Fue durante la Revolución Industrial, cuando la población rural de Gran Bretaña abandonaba el campo para engrosar los barrios pobres de las grandes ciudades, cuando en los puertos decidieron volver a la caza de aquellos cetáceos, pues su aceite era mucho más eficaz que el carbón para mantener prendidos los hornos de las fábricas.
El naturalista Robert Wirdan se embarcó en uno de aquellos apestosos balleneros, pues quería estudiar a los monstruos de hierro desde altamar. Desde pequeño le habían fascinado las crónicas que describían a aquellos colosos acuáticos, y quería descubrir el velo que separaba la realidad de la ficción. La caza se realizaba en barcos que navegaban en solitario, para evitar que el ruido pudiera espantar a los cetáceos. Decían los balleneros que la caza intensiva que se practicó siglos atrás, había llevado la especie casi a la extinción. Era empresa harto difícil encontrarlos y por ello en las lonjas se prometían precios astronómicos por cada ejemplar. Pero, incluso con aquella recompensa añadida, apenas había balleneros que se atrevieran a emprender la aventura, pues muchos de los que partieron nunca regresaron.
Gracias a los conocimientos de Robert, localizaron a una pareja de ballenas de hierro, que el naturalista identificó como una cría y su madre. Los balleneros decidieron que la más joven sería mejor botín, pues con la edad las escamas iban adquiriendo inmundicia, perdiendo parte de su alabada pureza, tan apreciada por los herreros. Tras avistarlas, los tripulantes se apresuraron a preparar los arpones. Mientras tanto, Wirdan trató de no estorbar mientras ponía su empeño por observar a la pareja.

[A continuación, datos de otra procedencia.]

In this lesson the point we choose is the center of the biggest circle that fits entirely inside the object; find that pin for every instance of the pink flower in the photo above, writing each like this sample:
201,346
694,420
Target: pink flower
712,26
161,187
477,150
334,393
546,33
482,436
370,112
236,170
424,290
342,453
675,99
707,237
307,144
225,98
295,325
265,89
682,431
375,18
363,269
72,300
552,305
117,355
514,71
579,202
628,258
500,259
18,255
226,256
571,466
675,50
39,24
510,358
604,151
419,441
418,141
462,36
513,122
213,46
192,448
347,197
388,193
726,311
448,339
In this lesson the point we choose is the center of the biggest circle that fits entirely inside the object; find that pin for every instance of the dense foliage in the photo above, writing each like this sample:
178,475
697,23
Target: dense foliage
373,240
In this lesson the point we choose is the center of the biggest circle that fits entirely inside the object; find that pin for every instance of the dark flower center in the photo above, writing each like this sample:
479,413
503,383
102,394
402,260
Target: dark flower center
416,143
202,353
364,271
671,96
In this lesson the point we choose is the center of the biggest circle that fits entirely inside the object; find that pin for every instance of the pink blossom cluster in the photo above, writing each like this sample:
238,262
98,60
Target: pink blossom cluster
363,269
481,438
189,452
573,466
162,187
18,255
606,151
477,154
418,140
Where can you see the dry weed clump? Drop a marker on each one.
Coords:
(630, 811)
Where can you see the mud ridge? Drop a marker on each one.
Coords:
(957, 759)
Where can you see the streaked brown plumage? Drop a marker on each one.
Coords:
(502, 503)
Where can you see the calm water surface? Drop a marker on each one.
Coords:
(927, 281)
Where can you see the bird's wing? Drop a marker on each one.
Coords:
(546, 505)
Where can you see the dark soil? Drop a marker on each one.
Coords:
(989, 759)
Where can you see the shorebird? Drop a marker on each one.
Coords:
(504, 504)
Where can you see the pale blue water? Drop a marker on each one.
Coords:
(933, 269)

Wirdan estaba interesado en el destino de las ballenas que morían en altamar, y terminaban por hundirse en las profundidades. Pensaba en las carcasas férreas, que debían sembrar el lecho marino una vez quedaban libres de su carne. Se imaginaba el fondo oceánico como un cementerio de tumbas de hierro.
El barco se colocó a babor del ballenato para avanzar en paralelo a su rumbo. Cuando dispararon los arpones, Wirdan contempló, entre el horror y la fascinación, cómo desgarraban la piel bajo los ojos de la cría para clavarse en su carne. Extendieron entonces las redes que iban a arrastrar al agonizante animal. Los llantos de la cría y la madre eran el concierto más triste que Robert había escuchado nunca.
De pronto, la hembra, a pesar de su tamaño, sacó a la superficie todo su cuerpo mediante un extraordinario salto. Al caer no solo rompió las cuerdas, sino que la ola que provocó se llevó las redes próximas al barco. La cría, con los arpones clavados en su carne, pero libre de los lazos que la unían al ballenero, se sumergió para evitar el alcance de los cazadores. La madre, antes de replicar el mismo movimiento, soltó una fumarola de vapor en la que se encendieron chispas de fuego que prendieron su lana de hierro, oxidándola y envolviendo su cuerpo en llamas que saltaron hasta las sogas, incendiándolas. Apenas en un momento, el fuego se propagó por el velamen y los mástiles.
Robert Wirdan, el único superviviente de aquel terrible naufragio, dedicó el resto de sus días al difundir su experiencia acerca de aquellos animales únicos, los dragones del mar. Y unas décadas más tarde, gracias a la invención del submarino, visitó lo que quedaba del pecio. Junto a él se encontraba el esqueleto colosal de la ballena. Junto a él, cientos de otras carcasas colmaban aquella región del fondo. Y desde aquel día, los submarinos recibieron el nombre popular de ballenas de hierro.